Teens have many good things to say about social media, but the platform can be a challenge. It comes at a time when teens face profound physiological changes that can make them especially vulnerable.
Among those who use at least one of these platforms, 35% say they are on them almost constantly. These heavy platform users are more likely to feel overwhelmed by online drama and to feel like their friends are leaving them out of the loop.
Overall, most of those surveyed say that they find social media helpful for their mental health, and the majority say they think their parents think the same.
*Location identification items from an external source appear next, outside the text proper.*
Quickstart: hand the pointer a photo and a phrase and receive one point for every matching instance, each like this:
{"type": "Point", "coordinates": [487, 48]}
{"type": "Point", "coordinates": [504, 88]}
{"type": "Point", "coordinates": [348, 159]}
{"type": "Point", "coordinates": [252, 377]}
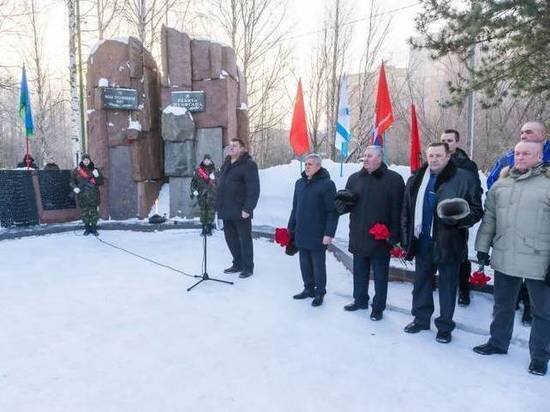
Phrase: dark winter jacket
{"type": "Point", "coordinates": [31, 164]}
{"type": "Point", "coordinates": [449, 240]}
{"type": "Point", "coordinates": [238, 188]}
{"type": "Point", "coordinates": [380, 196]}
{"type": "Point", "coordinates": [313, 215]}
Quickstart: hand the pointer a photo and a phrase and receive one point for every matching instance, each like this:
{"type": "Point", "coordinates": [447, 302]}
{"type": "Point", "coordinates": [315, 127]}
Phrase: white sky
{"type": "Point", "coordinates": [305, 17]}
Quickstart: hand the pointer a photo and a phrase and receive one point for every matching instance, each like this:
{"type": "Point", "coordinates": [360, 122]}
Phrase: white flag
{"type": "Point", "coordinates": [343, 132]}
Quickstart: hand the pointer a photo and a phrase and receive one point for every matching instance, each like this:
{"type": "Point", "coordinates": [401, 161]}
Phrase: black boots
{"type": "Point", "coordinates": [443, 337]}
{"type": "Point", "coordinates": [232, 269]}
{"type": "Point", "coordinates": [352, 307]}
{"type": "Point", "coordinates": [317, 301]}
{"type": "Point", "coordinates": [304, 294]}
{"type": "Point", "coordinates": [537, 367]}
{"type": "Point", "coordinates": [414, 327]}
{"type": "Point", "coordinates": [488, 349]}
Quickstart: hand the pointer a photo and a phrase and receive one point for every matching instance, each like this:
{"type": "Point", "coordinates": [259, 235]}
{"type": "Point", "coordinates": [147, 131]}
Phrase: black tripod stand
{"type": "Point", "coordinates": [204, 275]}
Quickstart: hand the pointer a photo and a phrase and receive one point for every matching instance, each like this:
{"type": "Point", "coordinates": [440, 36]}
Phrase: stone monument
{"type": "Point", "coordinates": [124, 126]}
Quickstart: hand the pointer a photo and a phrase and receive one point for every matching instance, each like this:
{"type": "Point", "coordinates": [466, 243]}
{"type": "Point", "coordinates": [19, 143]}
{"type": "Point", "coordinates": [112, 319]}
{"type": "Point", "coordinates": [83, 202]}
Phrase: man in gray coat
{"type": "Point", "coordinates": [517, 226]}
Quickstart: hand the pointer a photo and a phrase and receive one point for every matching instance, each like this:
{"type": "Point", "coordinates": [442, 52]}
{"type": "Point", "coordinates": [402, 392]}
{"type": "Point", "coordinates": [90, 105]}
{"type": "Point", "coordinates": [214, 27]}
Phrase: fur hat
{"type": "Point", "coordinates": [455, 208]}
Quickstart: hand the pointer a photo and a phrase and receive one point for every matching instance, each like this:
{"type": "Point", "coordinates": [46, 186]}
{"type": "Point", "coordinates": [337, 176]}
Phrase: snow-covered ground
{"type": "Point", "coordinates": [86, 327]}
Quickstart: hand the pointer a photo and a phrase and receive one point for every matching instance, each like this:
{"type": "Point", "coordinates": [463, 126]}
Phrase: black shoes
{"type": "Point", "coordinates": [538, 368]}
{"type": "Point", "coordinates": [352, 307]}
{"type": "Point", "coordinates": [414, 327]}
{"type": "Point", "coordinates": [376, 316]}
{"type": "Point", "coordinates": [526, 318]}
{"type": "Point", "coordinates": [443, 337]}
{"type": "Point", "coordinates": [464, 299]}
{"type": "Point", "coordinates": [304, 294]}
{"type": "Point", "coordinates": [232, 269]}
{"type": "Point", "coordinates": [317, 301]}
{"type": "Point", "coordinates": [488, 349]}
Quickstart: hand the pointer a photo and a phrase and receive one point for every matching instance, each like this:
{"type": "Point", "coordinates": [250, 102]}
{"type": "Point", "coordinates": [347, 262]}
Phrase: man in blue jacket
{"type": "Point", "coordinates": [530, 132]}
{"type": "Point", "coordinates": [312, 225]}
{"type": "Point", "coordinates": [237, 196]}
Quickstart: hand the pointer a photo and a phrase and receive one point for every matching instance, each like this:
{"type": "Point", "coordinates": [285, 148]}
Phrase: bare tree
{"type": "Point", "coordinates": [256, 30]}
{"type": "Point", "coordinates": [146, 18]}
{"type": "Point", "coordinates": [365, 81]}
For those struggling, experts recommend reaching out for help. Seek help at 1-800-273-8255 or at the National Suicide Prevention Lifeline.
Many teens use social media because they think it enables them to show creativity, keep in touch with friends, feel supported by their peers during tough times and build confidence. However, teens also report negative experiences on these platforms — especially those related to screen time and the impact of online drama.
YouTube, Instagram and Snapchat have all seen increases in the shares of teens who say they use those apps or sites daily since 2014-15. But Facebook, Twitter and Tumblr have seen declining share of teen users. And one-in-ten teens who say they use at least one of these apps or websites almost constantly say they are on it too much. This is greater among girls than boys. This is consistent with earlier research by the Pew Research Center.